In some scenarios, Pegasus may send an intermediate response to the application before the requested operation is completed and the final response (RES_DONE or RES_ERROR) is sent.
The application can choose between two different modes of receiving and handling these intermediate responses from Pegasus:
Callback function (DeferFn) mode.
- Application provides a response-handling (call back) function pointer in the PIC_PARM data. The function is called by Pegasus to send an intermediate response back to the application.
- The application logic to process the intermediate response is coded in the call back function. A nonzero return value from the call back function to Pegasus is a signal to Pegasus to abort processing. A zero return value indicates that Pegasus should continue processing
- This mode is available in all platforms and CPU architectures.
- This mode is selected by setting the F_UseDeferFn flag in PIC_PARM.Flags and assigning a value to PIC_PARM.DeferFn.
Coroutine mode.
- In this mode, the application's call to Pegasus returns whenever an intermediate response is to be sent back to the application. If the return code is different from RES_DONE or RES_ERROR, then it is an intermediate response.
- The application performs any required action, if needed, and continues processing by calling Pegasus again using a REQ_CONT request parameter or aborts processing by calling Pegasus again using a REQ_TERM request parameter.
- This is the mode whenever the F_UseDeferFn flag is not set in PIC_PARM.Flags. However, there are three different implementations of this mode:
- Based on a stack switching scheme where the opcode uses an internally-allocated stack that is distinct from the application stack (Stack Based Coroutine).
- Using a different thread to perform the opcode processing (Thread Based Coroutine).
- Using a Windows fiber to perform the opcode processing (Fiber Based Coroutine)

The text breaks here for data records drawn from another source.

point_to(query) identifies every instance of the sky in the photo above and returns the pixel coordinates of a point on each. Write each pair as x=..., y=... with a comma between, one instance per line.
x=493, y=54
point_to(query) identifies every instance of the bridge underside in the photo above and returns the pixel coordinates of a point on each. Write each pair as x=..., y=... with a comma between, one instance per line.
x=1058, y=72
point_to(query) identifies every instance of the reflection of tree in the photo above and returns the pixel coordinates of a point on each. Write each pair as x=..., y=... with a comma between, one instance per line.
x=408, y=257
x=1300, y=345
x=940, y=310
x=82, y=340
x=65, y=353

Not all these implementations are available in all platforms. Furthermore, the implementation that is used by default is also platform specific. Below we discuss each platform and provide basic information about trade-offs between the implementations.
- MS Window 32 and 64bit:
- Default implementation is the Stack Based Coroutine.
- Win32 Fiber Based Coroutine can be selected by setting the F_UseAlternateCoroutine flag. Of course this is available only if the OS supports Win32 fibers (Windows 2000 and later).

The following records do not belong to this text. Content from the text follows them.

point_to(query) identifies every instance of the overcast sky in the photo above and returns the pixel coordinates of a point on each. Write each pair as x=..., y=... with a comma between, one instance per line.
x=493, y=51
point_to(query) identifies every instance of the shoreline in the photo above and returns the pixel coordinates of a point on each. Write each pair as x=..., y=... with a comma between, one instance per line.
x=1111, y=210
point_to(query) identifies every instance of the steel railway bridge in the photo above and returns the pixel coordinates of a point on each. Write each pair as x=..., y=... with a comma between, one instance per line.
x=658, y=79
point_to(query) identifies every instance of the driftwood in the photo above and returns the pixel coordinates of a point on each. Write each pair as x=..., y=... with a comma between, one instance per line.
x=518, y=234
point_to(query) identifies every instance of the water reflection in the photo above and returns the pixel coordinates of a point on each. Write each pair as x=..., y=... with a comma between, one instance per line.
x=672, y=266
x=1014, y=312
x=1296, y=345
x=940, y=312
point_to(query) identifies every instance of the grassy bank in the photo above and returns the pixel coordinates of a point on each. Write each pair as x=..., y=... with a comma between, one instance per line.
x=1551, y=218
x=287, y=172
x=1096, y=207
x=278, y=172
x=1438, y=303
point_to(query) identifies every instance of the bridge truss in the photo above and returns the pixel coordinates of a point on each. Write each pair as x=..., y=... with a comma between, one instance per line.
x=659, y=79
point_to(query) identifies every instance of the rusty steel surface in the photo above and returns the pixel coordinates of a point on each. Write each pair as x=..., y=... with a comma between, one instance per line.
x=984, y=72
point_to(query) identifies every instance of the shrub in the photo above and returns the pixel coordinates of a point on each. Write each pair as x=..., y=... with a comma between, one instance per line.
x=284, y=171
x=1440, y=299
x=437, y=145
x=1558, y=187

- Windows SEH doesn't work with Stack Based Coroutine. SEH works fine with Win32 Fiber Based Coroutine. In some scenarios, the Win32 Fiber mode could be slightly more complicated. See the F_UseAlternateCoroutine description for additional details.

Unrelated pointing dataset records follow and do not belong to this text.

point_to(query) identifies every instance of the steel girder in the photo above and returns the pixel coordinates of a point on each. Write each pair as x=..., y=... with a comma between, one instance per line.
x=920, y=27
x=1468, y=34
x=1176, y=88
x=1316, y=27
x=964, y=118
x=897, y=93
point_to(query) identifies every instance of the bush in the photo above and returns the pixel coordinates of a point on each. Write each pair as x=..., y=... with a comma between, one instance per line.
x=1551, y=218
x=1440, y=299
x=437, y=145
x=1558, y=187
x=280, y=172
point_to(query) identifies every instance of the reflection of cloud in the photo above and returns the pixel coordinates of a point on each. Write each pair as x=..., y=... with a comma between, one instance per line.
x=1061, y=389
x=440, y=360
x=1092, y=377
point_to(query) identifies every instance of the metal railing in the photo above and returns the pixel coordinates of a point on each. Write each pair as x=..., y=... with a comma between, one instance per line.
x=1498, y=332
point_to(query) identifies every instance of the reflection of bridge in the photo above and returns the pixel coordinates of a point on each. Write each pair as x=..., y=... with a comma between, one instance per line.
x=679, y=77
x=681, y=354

- Linux 32 and 64 bit versions:
- Default implementation is the Thread Based Coroutine.
- Stack Based Coroutine can be selected by setting the F_UseStackSwitchCoroutine flag and not setting F_UseAlternateCoroutine. However Stack Based Coroutine is available only in Linux Kernels 2.4 and newer.
- Stack Based Coroutine has better speed and may use less resources than the Thread Based mode. However, Stack Based coroutine may cause spurious error reports with tools such as memory profilers.
- Solaris Intel 32 and 64 bit versions, Solaris Sparc 32 and 64 bit versions, AIX, OS X, and iOS:
- Stack Based Coroutine is the only implementation supported in these platforms.